WILLIAMSBURG —Eight senior citizens sat in a circle of chairs Tuesday afternoon in a wide room with hardwood floors and mirrored walls.
A ninth chair in their circle had been deliberately left empty.
The empty chair had belonged to Jean Danylko, a 91-year-old woman killed by a crashing helicopter in her Bristol Commons home Sunday.
Danylko was a faithful member of the chair-based exercise strength training class for arthritic seniors at the James City County Recreation Center.
She had been a part of the class for about 17 years, instructor Gail Peck said. Tuesday was the group’s first class without Danylko, and the remaining members began the class by going around the circle, sharing kind words and their favorite memories of their friend.
“She always had a smile on her face and was always very welcoming,” Peck said. “She was more quiet and introspective, but she’d be the first to laugh at a funny comment.”
Peck was not the only person to remember Danylko’s smile.
“I never saw her in a bad mood, not once in all the years I knew her,” said friend June Kasparek, 92. “Some of us get a little cranky at times. Jean never did.”
Kasparek was not a member of the chair exercise class, but she met Danylko through the rec center more than a dozen years ago. Danylko volunteered each Friday afternoon at The Lounge, the rec center’s senior citizen social area, and Kasparek worked there up until four years ago.
The pair remained close friends and met on a regular basis, sometimes at Kasparek’s home and sometimes at restaurants. They last saw each other Friday afternoon for a barbecue lunch at the rec center.
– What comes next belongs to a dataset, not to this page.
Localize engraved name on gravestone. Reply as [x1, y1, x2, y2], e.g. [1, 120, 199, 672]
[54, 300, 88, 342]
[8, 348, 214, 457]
“I’m 92, and we discussed how long we might have had in front of us, and three days later she was gone,” Kasparek said. “We had just been joking about that very same thing on Friday at lunch, and we laughed about it because I expected to go first because I’m eight months older than she.
“To think that Friday was the last time, it’s heartbreaking,” she said.
They bonded over their age, reminisced about their youth and talked about their children.
Danylko had one son, and the family said in a statement she had a large family of step-grandchildren and great-grandchildren.
Danylko and Kasparek shared a passion for the music of their younger years such as Frank Sinatra, Dean Martin and Tommy Dorsey – “That’s when music was music,” Kasparek said – while proudly maintaining their independence even as old age slowed them down.
Danylko did not use a cane and continued to drive. Peck nicknamed Danylko “the historian” of the arthritis class because she had been a part of it for so long and still remembered the names of all of its former members.
“She was very sweet and soft-spoken, a very gentle lady but very energetic at the same time,” Lounge program coordinator Amy Fiedor said. “She was very proud of the fact that she kept moving and still drove. When I think about Jean, I think about how energetic she was. She was 91, but she didn’t seem it at all.”
As a volunteer receptionist at the Lounge, Danylko greeted guests with her patented smile, answered their questions, made friends with new visitors and laughed with longtime members. Her friends said she bonded with everyone who came past her desk.
“You can’t say more for her,” Kasparek said. “She was always caring, and if there was anything she could do for you she would do it. I can’t say enough kind words. I’m not trying to make her look good now, she was that way.
“She was there if I needed her,” Kasparek added.
When Danylko’s name was released by police Monday, the news rippled through the rec center. Friends, employees and guests were shocked and quickly began reminiscing with one another about the friend they would never see again.
“She might have been quiet but she touched a lot of people,” Fiedor said. “We’re going to miss her.”
She may be missed most on Friday, when someone will have to pick up Danylko’s longtime shift at the Lounge’s front desk.
“Friday is usually a pretty busy day, and there’s going to be a lot of people missing her being there with them,” Fiedor said. “Friday isn’t going to be an easy day.”
For her closest friends, no day without Danylko’s smile will be easy.
“I woke up at 2 o’clock this morning and cried, and I’ll cry until after the funeral is over,” Kasparek said. “You don’t get off a friendship like that just because they’re gone.”